This is a finely worked, unfinished German sampler, made circa 1770 and exhibiting a wonderful polychrome palette. Employing a composition similar to those found on early Dutch samplers, this samplermaker worked fine motifs, whimsical curlicue lettering and outstanding decorative bands. Dutch and German samplers can closely share many attributes and this tends to make it difficult to decipher a specific origin. We asked the opinion of noted sampler scholar, Margriet Hogue, who has studied and written about Northern European samplers and she gave us her thoughts on this particular sampler:
"I feel that it's German. At first I thought Dutch, as the satin stitch birds are usually only seen on Dutch (Fries) samplers and then the initials. The furniture at the bottom is more in the German style as are Adam and Eve with the fence and gate. Some of the bands are seen on German samplers. The top alphabet is a Germanic alphabet but sometimes seen on Dutch samplers. There are some Dutch influences so perhaps a teacher."

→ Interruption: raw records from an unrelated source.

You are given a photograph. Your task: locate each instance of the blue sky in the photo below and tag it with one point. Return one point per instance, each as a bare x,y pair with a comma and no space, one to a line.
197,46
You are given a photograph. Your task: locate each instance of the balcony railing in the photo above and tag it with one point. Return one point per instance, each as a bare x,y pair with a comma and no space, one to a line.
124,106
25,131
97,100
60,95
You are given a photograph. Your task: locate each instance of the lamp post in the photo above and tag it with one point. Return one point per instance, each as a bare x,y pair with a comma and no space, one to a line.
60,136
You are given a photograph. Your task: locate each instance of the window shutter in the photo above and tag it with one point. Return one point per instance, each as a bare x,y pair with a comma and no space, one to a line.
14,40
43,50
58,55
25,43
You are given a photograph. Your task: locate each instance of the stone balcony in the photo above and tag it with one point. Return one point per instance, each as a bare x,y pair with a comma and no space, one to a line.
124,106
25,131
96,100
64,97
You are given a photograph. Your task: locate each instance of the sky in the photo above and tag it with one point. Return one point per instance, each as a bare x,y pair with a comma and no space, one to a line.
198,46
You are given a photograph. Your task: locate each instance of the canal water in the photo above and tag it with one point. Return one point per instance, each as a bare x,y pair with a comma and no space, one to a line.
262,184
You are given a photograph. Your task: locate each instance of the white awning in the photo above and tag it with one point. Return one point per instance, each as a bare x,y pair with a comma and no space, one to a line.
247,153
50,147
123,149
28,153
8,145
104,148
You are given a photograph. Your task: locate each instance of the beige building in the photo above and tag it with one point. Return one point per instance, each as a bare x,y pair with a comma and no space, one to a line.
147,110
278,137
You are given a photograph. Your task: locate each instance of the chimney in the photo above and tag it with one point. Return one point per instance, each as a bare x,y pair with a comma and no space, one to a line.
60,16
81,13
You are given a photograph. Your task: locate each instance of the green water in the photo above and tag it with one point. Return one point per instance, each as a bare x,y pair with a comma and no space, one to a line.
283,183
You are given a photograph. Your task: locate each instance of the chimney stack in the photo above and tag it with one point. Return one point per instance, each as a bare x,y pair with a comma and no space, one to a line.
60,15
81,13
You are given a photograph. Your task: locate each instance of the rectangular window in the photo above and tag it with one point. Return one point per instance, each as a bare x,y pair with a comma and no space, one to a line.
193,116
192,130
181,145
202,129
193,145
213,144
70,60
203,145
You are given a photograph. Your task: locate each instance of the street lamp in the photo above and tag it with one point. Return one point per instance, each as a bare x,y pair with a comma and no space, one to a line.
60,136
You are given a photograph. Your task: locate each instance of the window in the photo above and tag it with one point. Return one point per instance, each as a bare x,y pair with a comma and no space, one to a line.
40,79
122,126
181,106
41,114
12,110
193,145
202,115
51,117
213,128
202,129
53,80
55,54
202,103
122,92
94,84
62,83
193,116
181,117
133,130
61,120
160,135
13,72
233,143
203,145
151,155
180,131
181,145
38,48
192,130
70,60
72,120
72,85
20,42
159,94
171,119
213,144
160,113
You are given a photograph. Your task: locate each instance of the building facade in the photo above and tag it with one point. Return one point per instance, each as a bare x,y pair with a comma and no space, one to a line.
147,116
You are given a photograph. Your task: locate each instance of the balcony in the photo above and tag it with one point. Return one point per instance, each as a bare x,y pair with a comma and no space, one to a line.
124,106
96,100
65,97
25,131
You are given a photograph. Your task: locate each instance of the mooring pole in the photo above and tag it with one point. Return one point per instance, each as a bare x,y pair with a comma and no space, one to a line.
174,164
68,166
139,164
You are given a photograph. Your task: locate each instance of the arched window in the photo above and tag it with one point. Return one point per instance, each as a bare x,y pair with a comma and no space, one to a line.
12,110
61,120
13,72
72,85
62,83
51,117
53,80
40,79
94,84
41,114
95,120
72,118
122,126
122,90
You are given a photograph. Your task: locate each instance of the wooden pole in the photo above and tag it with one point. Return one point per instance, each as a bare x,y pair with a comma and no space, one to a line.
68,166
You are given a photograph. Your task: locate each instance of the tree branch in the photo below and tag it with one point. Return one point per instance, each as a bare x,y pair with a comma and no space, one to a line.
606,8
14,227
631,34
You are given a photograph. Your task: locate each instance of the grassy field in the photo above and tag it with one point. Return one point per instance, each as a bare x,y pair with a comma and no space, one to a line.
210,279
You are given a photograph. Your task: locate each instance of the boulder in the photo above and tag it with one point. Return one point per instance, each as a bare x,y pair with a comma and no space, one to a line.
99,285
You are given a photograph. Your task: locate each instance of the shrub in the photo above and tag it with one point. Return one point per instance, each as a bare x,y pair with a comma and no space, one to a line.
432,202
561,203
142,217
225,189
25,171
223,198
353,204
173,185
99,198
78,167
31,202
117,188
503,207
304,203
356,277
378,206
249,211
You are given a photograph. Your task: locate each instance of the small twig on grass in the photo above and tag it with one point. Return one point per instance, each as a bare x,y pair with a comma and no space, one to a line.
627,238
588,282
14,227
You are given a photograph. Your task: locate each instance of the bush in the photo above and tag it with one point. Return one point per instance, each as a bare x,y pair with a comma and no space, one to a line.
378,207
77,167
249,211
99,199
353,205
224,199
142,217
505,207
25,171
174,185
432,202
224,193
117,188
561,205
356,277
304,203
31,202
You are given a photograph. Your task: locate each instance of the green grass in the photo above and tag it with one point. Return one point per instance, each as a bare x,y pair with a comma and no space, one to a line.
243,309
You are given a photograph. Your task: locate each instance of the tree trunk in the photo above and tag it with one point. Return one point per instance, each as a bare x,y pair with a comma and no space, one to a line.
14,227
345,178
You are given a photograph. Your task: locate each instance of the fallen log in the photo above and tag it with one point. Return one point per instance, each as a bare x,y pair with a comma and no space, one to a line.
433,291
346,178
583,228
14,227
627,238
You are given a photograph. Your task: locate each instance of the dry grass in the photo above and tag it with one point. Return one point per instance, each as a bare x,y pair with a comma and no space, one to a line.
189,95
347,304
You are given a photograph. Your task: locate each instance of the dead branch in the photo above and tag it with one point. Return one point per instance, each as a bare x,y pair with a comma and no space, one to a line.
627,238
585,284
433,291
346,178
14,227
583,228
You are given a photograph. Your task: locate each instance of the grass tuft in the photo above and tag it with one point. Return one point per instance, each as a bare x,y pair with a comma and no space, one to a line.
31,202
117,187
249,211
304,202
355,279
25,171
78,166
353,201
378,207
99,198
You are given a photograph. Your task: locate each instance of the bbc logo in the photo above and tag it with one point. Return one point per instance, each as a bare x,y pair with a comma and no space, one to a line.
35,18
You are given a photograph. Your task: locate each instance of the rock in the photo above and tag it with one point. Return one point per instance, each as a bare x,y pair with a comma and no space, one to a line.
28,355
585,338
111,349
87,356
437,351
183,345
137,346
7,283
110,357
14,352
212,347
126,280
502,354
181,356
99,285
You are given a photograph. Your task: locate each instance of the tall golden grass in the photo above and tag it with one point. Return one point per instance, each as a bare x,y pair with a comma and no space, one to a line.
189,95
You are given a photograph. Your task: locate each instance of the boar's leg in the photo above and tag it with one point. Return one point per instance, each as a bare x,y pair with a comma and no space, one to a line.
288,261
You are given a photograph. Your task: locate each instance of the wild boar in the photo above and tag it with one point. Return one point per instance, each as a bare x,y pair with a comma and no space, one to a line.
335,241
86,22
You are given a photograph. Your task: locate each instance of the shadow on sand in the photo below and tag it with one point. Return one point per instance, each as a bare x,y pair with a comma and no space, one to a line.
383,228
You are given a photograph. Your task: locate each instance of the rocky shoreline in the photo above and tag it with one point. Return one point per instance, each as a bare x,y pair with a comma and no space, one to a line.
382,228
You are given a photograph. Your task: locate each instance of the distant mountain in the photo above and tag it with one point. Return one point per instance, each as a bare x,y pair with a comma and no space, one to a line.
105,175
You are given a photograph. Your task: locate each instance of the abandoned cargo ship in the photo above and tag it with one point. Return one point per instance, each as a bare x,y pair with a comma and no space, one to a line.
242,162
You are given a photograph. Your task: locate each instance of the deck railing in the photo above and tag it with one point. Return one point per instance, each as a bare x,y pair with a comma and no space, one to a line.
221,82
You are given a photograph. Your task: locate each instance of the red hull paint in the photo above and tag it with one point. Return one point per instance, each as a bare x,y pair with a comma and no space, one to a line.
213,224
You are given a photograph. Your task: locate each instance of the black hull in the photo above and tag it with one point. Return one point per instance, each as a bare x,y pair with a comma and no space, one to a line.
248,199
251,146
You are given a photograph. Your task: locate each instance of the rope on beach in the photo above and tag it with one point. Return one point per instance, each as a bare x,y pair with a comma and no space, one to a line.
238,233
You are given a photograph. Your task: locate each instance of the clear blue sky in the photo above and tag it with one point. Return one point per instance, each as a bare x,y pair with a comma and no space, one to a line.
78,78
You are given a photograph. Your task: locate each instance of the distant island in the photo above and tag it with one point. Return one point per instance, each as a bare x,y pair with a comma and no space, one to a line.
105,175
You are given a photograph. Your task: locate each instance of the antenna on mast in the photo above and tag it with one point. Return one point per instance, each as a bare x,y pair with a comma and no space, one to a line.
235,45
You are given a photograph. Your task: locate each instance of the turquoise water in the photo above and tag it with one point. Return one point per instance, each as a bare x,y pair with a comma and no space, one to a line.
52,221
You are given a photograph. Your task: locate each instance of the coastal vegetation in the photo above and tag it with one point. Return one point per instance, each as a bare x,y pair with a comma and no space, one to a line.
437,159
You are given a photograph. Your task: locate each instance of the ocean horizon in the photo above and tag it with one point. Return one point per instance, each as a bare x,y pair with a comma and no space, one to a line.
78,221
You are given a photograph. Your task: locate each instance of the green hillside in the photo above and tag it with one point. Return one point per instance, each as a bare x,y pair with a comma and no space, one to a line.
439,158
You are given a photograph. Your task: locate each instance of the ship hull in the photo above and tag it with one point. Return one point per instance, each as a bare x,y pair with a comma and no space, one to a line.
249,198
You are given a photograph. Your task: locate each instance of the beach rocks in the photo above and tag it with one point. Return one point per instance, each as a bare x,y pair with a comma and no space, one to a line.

The initials, IANT were repeated twice, once in the excellent curlicue lettering and again within the cup-like cartouche, leaving us to assume they are those of the maker; although the centered empty cartouche would more likely have surrounded the maker's initials. Possibly, IA and NT were those of her parents. The ship, more commonly found on Dutch samplers, has been known as a symbol of hope, security and an emblem of marriage. The delightful little table and chairs are said to be a symbols of hospitality. Many motifs like these, and likely a variety of potted flowers, were to fill the linen and complete the sampler. Like most samplers of this nature, precise cross stitches were used throughout, as in this case as well. The sawtooth border and the pair of blue birds below it are worked in variations of a satin stitch.
Worked in silk on linen this sampler remains in excellent condition. It has been conservation in a molded and painted frame.